THE ONGOING MARGINALIZATION OF SAUDI ARABIA

The American pressure on the Kingdom is mitigated by good relations among the elite in both countries. Consider, for instance, the warm relations between Saudi Arabia's Ambassador to the United States and the Bush family, including the President. The Saudi elite has little choice but to stick to the United States, regardless of how heavily the national security establishment pressures the kingdom. For that elite's investment in the United States is estimated by some to be in the hundreds of billions of dollars. Freezing that money (and making it available to pay damages as a result of law suits) would deal that elite the blow of its life. Withdrawing that money is not as easy as it may seem, since there's nowhere else to go with such a huge amount of capital.

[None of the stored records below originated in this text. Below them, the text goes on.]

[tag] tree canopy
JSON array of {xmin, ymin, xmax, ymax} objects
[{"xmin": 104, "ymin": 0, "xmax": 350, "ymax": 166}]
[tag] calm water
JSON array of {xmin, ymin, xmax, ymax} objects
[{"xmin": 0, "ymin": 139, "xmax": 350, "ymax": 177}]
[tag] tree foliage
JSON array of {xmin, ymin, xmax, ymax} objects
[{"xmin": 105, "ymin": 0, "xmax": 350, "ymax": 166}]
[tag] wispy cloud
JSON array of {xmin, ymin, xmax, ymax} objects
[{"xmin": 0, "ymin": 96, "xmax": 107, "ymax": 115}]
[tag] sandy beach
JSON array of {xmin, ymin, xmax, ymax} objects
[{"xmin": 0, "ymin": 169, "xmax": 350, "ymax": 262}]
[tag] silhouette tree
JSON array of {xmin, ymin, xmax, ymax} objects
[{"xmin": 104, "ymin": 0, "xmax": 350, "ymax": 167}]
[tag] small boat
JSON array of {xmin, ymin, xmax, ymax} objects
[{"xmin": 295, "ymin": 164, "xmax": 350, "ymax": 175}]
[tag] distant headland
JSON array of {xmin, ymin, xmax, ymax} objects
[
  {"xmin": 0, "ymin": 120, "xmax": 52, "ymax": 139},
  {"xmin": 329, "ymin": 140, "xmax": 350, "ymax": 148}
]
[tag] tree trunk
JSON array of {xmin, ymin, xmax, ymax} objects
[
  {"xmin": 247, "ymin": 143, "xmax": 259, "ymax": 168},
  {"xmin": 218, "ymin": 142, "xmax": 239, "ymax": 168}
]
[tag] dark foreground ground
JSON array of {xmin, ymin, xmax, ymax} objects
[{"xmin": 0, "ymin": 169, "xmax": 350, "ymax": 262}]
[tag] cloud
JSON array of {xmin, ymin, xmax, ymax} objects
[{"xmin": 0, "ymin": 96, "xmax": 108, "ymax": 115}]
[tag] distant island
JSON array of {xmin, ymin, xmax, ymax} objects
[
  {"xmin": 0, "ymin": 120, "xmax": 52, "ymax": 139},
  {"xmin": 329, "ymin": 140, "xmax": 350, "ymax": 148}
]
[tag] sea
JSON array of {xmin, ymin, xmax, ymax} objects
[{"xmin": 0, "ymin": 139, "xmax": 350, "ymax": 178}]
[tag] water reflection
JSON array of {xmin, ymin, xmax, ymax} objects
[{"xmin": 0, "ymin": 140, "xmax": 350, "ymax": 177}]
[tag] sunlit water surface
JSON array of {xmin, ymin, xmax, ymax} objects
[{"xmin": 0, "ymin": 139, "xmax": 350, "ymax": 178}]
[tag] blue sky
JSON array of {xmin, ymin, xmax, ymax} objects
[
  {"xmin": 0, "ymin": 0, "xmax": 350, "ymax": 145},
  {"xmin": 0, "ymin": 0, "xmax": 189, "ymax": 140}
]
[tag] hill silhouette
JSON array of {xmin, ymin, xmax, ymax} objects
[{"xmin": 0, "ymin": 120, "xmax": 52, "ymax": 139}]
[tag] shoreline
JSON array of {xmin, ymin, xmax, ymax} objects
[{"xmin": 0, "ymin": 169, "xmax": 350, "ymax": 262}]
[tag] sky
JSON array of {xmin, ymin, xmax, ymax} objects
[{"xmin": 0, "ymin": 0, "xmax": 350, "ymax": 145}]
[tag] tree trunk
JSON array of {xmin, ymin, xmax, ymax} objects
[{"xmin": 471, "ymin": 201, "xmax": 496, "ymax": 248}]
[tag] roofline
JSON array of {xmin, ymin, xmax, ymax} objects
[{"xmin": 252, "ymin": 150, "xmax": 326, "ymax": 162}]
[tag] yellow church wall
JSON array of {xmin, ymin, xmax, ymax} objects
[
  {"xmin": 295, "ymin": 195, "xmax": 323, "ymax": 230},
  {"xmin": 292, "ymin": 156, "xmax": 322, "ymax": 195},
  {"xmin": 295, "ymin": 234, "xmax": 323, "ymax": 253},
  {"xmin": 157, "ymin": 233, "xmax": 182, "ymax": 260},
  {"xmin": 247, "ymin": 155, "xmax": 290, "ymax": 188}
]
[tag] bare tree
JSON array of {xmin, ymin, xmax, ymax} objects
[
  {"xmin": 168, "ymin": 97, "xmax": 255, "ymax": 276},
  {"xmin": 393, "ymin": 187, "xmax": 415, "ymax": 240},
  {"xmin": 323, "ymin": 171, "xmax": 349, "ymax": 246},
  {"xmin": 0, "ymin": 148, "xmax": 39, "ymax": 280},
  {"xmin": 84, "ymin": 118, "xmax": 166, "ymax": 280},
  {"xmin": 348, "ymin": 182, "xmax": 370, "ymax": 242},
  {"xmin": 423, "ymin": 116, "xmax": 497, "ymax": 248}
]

SPC NOTE: If ever this money is frozen, the Kingdom's royal family will break up and a good part of it will be co-opted by Islamist Iran.

Warm relations between two royal families notwithstanding (the Najdi Sauds, reliant on fundamental Islamists for political power, and the Texan Bushs, reliant on traditional Christians for the same), the American military establishment has marginalized the Kingdom. Unable to subdue it fully to serve its purposes, the United States has side-stepped the Kingdom. It has chosen Qatar, Bahrain, and Kuwait as its new favored clients in the Gulf. Suddenly, the Saudi rulers are no longer able to influence all the members of the Gulf Cooperation Council (GCC), as member-countries are fast establishing their direct relations with the United States, without need for Saudi brokerage.

Saudi Arabia's insistence that the United States desist from using the Prince Sultan Air Base in the planned (still hypothetical) invasion of Iraq contributed much to this marginalization. But that was in no way the most important reason. After all, some secret agreement could've been worked out, (and may have been,) for the use of the base (If SPC were to bet on it, SPC would not hesitate for a second in asserting that such a secret agreement has in fact been reached, and the denials by the Saudi establishment are nothing but food for public consumption). It is that the other countries, particularly Qatar, have taken it upon themselves to lure a willing and eager United States. Only with the United States in their midst could they feel secure.